Coatzacoalco (Co-at'za-co-al'co), a river of the isthmus of Tehuantepec in Mexico, rises in the Sierra Madre, and falls into the Gulf of Mexico, 130 miles SE. of Vera Cruz.


Coban (Ko-bahn'), capital of the dep. of Vera Paz, in Guatemala, on the fertile Tierra Tem-plada plateau, 85 miles N. of the town of Guatemala. Pop. 24,700.


Cobham, (1) a village of Kent, 4 miles SSE. of Gravesend. - (2) A Surrey village, on the Mole, 6 1/2 miles W. of Epsom. Pop. of parish, 3978.
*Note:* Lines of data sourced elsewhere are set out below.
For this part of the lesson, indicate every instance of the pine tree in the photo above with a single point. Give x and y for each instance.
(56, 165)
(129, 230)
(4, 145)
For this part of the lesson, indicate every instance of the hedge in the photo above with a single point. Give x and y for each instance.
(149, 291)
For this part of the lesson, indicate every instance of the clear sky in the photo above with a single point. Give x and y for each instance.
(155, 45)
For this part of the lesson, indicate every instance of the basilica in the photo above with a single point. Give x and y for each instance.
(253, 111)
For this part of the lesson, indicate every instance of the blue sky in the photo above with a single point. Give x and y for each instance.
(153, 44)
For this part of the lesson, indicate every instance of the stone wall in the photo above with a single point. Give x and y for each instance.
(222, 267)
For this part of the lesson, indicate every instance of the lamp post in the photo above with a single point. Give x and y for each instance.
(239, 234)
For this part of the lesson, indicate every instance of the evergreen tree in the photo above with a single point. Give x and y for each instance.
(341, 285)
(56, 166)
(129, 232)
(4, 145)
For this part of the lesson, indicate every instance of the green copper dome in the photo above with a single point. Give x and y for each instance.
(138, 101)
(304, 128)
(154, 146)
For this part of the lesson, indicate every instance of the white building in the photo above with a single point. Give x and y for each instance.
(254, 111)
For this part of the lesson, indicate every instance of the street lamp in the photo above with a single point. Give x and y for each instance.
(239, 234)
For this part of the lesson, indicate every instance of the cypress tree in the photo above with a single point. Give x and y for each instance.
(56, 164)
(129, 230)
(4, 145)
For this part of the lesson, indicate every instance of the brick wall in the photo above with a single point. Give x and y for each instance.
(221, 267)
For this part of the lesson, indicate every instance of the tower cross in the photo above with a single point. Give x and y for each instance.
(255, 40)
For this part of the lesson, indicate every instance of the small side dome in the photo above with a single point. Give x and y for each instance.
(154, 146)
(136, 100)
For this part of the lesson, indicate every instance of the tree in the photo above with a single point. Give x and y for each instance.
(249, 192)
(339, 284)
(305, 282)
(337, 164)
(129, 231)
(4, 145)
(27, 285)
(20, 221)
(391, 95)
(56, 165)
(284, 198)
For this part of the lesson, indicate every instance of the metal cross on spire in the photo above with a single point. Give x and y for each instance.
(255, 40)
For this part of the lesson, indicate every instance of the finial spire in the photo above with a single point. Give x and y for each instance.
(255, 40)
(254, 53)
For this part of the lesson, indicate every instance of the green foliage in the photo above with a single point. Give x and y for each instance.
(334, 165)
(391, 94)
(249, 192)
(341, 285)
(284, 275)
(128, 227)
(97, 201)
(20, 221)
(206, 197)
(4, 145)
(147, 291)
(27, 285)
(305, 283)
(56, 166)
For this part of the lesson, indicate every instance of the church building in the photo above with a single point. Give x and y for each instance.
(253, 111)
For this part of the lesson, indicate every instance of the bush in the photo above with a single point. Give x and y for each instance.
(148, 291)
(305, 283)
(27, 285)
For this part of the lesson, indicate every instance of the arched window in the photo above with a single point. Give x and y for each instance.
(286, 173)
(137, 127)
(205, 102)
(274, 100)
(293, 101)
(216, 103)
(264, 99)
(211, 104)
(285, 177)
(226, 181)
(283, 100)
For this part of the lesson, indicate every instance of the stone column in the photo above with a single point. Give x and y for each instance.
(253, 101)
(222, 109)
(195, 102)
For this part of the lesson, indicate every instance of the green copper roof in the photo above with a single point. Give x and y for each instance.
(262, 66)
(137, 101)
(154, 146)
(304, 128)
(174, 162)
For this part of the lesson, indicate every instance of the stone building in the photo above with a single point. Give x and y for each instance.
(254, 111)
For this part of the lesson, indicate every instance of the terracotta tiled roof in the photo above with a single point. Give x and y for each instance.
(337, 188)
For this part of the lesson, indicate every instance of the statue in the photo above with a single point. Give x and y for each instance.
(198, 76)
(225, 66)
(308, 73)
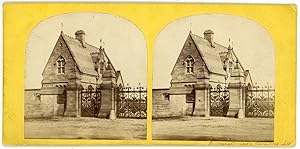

Cobija (Ko-bee'ha), a seaport of the Chilian province of Antofagasta, on a shallow, open bay.


Cobourg, a port of entry of Ontario, on Lake Ontario, 69 miles NE. of Toronto. It contains a Wesleyan university, and several woollen-mills, foundries, and breweries. Pop. 4242.

Coburg Peninsula

Coburg Peninsula, the most northerly part of Australia to the west of the Gulf of Carpentaria, running out north-westward towards Melville Island.


Cocanada (Cocanah'da), a seaport and headquarters of Godavari district 315 miles N. of Madras. Pop. (1881) 30,441; (1901) 48,096.


Cochabamba, a central dep. of Bolivia, with offshoots of the Eastern Cordilleras, and extensive plateaus. Area, 26,685 sq. m.; pop. 360,000. The capital, Cochabamba (8396 feet above the sea), on a tributary of the Guapay, was founded in 1565, as Ciudad de Oropesa. Pop. 34,705.


Cochin, a native state of India, politically connected with Madras, between the British district of Malabar and the state of Travancore, with the Arabian Sea on the SW. Area, 1362 sq. m.; pop. 822,906. Cochin formed a treaty with the East India Company in 1798.


Cochin, once the capital of the above principality, but now a seaport of Malabar district, in the Madras presidency. In spite of a bar, it is next to Bombay on this coast for shipbuilding and maritime commerce. Here the Portuguese erected their first fort in India in 1503. They were supplanted by the Dutch in 1663; and in 1796 Cochin was captured by the British. Pop. 17,698. Half a mile south is a town of the same name, in the native state (pop. 15,775).